L'Académie nationale de Médecine souligne, dans une « mise au point », l'absence de risques démontrés des antennes relais de téléphone mobile, tout en relevant une « erreur scientifique » dans une récente décision de justice en appel.
Erreur scientifique, erreur judiciaire ?
L'Académie nationale de Médecine « s'étonne que l'arrêt de la Cour d'Appel de Versailles puisse s'appuyer sur une erreur scientifique manifeste en prenant en compte le « risque démontré » de champs d'extrêmement basse fréquence émis par ces antennes (...)En réalité, les antennes de téléphonie mobile émettent exclusivement en haute fréquence. » Le jugement de la Cour d'Appel de Versailles, qui condamnait un opérateur à démonter une antenne, se serait donc appuyé sur une erreur.
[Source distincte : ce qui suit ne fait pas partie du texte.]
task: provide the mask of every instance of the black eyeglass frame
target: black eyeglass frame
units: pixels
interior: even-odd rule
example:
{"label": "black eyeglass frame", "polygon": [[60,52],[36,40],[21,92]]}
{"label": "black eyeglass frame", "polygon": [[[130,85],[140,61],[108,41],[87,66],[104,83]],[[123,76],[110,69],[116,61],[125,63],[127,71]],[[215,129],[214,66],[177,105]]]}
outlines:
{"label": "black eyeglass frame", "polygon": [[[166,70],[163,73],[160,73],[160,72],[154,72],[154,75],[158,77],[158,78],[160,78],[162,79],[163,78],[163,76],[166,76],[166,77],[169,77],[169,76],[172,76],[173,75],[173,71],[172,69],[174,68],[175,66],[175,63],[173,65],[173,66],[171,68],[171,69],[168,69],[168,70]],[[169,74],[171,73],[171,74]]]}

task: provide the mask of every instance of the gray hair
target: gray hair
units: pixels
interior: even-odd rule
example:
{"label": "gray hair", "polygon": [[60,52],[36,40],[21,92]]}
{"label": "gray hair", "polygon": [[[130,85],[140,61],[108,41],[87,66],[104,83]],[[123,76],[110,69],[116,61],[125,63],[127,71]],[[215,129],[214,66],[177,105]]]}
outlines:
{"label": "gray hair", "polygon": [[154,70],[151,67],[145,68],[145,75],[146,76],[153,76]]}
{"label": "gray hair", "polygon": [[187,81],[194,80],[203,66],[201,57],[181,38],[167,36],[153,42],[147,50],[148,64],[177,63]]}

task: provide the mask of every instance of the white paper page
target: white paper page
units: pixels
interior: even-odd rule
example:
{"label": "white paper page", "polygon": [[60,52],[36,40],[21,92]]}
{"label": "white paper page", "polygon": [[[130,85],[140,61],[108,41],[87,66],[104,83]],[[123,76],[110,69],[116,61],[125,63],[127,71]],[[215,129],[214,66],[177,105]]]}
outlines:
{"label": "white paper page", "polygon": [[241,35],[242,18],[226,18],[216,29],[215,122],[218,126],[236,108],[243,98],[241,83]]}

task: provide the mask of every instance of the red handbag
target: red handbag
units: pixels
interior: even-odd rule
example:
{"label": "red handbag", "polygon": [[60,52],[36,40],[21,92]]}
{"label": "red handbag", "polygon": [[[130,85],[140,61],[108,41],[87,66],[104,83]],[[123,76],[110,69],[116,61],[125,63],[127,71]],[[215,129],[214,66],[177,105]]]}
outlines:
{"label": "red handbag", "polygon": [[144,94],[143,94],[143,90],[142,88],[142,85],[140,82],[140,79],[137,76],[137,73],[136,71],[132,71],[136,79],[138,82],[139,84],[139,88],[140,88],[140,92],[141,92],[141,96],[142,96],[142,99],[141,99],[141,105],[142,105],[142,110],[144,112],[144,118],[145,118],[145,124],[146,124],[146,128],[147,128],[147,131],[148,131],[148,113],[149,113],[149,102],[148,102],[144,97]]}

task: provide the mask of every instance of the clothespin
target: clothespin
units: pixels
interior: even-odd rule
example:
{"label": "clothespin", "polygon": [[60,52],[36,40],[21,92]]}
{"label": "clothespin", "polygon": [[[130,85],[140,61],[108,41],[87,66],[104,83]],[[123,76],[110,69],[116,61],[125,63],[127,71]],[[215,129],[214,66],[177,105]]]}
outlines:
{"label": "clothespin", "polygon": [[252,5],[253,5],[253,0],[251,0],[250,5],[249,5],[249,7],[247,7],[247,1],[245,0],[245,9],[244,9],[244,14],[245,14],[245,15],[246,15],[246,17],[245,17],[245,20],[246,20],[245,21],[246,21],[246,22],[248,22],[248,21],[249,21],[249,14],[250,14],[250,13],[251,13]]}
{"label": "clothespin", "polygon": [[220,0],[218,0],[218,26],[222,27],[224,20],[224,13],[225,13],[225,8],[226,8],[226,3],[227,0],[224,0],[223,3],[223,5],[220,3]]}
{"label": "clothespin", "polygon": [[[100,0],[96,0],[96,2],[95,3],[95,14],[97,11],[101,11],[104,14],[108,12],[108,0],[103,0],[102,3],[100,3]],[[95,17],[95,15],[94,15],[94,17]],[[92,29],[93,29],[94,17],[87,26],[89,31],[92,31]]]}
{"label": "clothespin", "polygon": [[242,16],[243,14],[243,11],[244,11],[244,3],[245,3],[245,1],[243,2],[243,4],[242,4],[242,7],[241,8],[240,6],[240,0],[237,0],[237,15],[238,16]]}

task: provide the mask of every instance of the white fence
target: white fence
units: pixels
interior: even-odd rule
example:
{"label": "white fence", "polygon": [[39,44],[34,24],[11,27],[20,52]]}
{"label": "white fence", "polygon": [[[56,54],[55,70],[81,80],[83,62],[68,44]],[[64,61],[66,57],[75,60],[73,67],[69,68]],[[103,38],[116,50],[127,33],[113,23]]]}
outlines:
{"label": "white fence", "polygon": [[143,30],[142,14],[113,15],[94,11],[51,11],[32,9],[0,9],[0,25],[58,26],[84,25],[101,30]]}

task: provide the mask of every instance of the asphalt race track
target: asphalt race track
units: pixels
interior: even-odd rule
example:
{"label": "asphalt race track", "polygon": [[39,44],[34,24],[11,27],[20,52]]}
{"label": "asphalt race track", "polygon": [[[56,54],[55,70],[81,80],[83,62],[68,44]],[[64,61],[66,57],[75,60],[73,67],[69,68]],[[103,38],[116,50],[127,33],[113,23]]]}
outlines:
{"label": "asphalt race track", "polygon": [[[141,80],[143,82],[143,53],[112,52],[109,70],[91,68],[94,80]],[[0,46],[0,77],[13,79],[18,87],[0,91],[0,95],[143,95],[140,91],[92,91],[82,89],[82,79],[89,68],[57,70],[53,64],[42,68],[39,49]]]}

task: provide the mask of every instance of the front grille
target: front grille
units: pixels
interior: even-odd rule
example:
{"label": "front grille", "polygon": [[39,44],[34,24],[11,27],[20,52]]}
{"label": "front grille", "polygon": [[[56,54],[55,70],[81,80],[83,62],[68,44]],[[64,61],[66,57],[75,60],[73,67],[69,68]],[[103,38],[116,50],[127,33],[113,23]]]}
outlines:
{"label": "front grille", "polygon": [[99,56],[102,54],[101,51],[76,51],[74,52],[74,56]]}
Les antennes relais ne seraient pas dangereuses pour la santé
« Les antennes de téléphonie mobile entraînent une exposition aux champs électromagnétiques 100 à 100.000 fois plus faible que les téléphones portables : être exposé pendant 24 heures à une antenne à 1 volt par mètre donne la même exposition de la tête que de téléphoner avec un portable pendant 30 secondes », relève l'Académie dans un communiqué.
Or, poursuit-elle, « on ne connaît aucun mécanisme par lequel les champs électromagnétiques dans cette gamme d'énergie et de fréquence pourraient avoir un effet négatif sur la santé ».
L'Organisation mondiale de la santé et le comité européen sur les risques sanitaires émergents (Scenihr) se sont prononcés unanimement sur l'absence de risque de ces antennes, insiste l'instance conseillère des pouvoirs publics.
L'Académie nationale de Médecine conclut en précisant qu'un groupe de travail des académies de médecine, des sciences et des technologies va toutefois examiner les questions posées par cette actualité judiciaire.